Paperback - 144 pages
Published by: Productivity Inc
Publication Date: 1998
Dimensions (in inches): 0.37 x 9.02 x 5.98
ISBN: 0527763268
Our Review
The Root Cause Analysis approach outlined in this book appears to be best suited to those who use Root Cause Analysis to investigate single, catastrophic failures, rather than repetitive, chronic failures. Max Ammerman's background is in safety and accident investigation, particularly in the Nuclear Power industry which explains this perspective.
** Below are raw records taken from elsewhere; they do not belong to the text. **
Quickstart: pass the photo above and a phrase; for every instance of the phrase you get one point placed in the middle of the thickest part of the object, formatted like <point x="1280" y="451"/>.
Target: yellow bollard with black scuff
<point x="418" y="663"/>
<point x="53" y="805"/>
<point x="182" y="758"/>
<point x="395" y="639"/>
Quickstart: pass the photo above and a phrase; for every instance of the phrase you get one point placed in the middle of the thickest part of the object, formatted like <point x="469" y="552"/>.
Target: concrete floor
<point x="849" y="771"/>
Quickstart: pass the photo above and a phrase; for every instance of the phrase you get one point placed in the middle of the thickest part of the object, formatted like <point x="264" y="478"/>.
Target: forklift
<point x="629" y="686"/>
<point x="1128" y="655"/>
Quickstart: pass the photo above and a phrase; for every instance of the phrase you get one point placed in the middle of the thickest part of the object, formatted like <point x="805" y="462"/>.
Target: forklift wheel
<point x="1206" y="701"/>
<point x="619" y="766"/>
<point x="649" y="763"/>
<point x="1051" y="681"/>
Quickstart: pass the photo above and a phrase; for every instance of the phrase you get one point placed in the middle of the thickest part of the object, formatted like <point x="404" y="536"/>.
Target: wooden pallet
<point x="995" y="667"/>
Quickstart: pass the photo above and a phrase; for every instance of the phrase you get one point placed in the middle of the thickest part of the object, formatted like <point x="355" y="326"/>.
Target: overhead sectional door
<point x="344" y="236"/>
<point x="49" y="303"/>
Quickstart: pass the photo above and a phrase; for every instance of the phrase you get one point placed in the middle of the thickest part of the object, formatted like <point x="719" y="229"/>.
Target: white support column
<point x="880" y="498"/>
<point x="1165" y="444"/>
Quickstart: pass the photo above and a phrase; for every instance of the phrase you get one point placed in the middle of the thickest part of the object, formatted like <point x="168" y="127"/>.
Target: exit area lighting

The book is relatively short, at 135 pages, and most will find it to be easily readable. After a short introduction, each of the chapters follows the nine steps in Ammerman's Root Cause Analysis process, namely:
Define Problem/Collect Data
Task Analysis
Change Analysis
Control Barrier Analysis
Event and Causal Factor Charting
Interviews
Determine Root Cause
Develop Corrective Actions
Report
Throughout the book, an example is used, of a high voltage electrical switch that was found to have been incorrectly switched, causing a potential safety incident. This example illustrates the process at work, although I, personally, found the event, and the analysis, to be somewhat simplistic in nature.
There are a number of elements of Ammerman's approach that makes it appropriate only for investigating single events, rather than chronic, repetitive events. These are:
the change analysis step, which asks the question "what was different this time, from all the other times that this task was carried out without an inappropriate action or equipment failure", and
the Event and Causal Factor charting (ECFC) step. Unlike most other Root Cause Analysis processes, the core of the ECFC is not a logical cause-effect sequence, but a time-based sequence of events (with causes and effects attached). In practice, this seems a rather complicated charting method, which runs contrary to the subtitle of this book, which is "A Simplified Approach to Identifying, Correcting, and Reporting Workplace Errors".
Many root cause analysts will also tend to shy away from Ammerman's use of the word "error", as it implies human failure, rather than any deeper systemic or equipment design-related causes. And Ammerman seems to imply, throughout his book, that there is a single "root" cause for every failure, which those who have read Gano's book will see to be simply not the case, in most situations.
Nevertheless, there are some useful techniques illustrated in here, which some may find to be useful in certain situations - for example, Ammerman's outline of Control Barrier analysis is a useful way to identify the various administrative and physical control barriers that are in place which are supposed to have prevented the particular event being analysed from having happened. There is also a very useful chapter on Interviews, which contains many practical tips to ensure that interviews are both time-efficient, and achieve their desired results.
In summary - this book contains some interesting techniques, but would be of most relevance to those who wish to conduct root cause analysis on single, significant events. For those who wish to become experts in Root Cause Analysis, it is a useful addition to the library, but overall, if you were to buy only one book on Root Cause Analysis, I would recommend either Gano's outline of the Apollo method, or Latino and Latino's outline of the ProAct method in preference to this book.